In the last essay, I discussed how service is different from other elements of care, especially since those who are primarily targeted with execution of service may not necessarily have the fully developed skillset to deliver it.  In this essay, I want to explore important elements of service that leadership needs to consider in constructing a plan and expectations for staff to deliver an excellent service experience. 
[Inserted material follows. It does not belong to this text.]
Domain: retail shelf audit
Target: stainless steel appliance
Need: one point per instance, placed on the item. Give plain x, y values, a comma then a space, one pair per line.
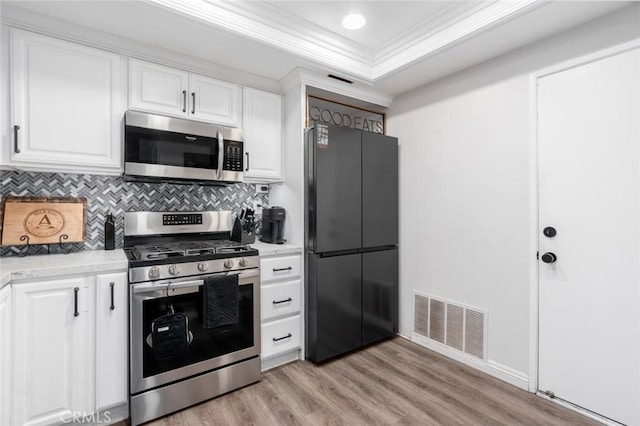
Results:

Again, before I begin, this is not meant to be disrespectful to those who interact with patients in any care setting, be they clinical or non-clinical.  This is not a conversation about fixing what is broken, or what is not addressed.  This is a conversation about how to tweak the work to make sure all people delivering care are supported in doing the work we ask of them.

Service Excellence is not Service Recovery

The quickest way to determine if a leadership team is really focused on service excellence is to task them what the key elements of service are.  Often, people will respond with processes to address problems, from service recovery toolkits, to having the patient advocate on speed-dial.  This is not especially surprising because most leaders and staff are far more keenly aware of crabby, vocal, miserable patients.  These are most noticeable and are the ones that are most likely to crater a normal day.  But fixing problems is NOT service excellence. 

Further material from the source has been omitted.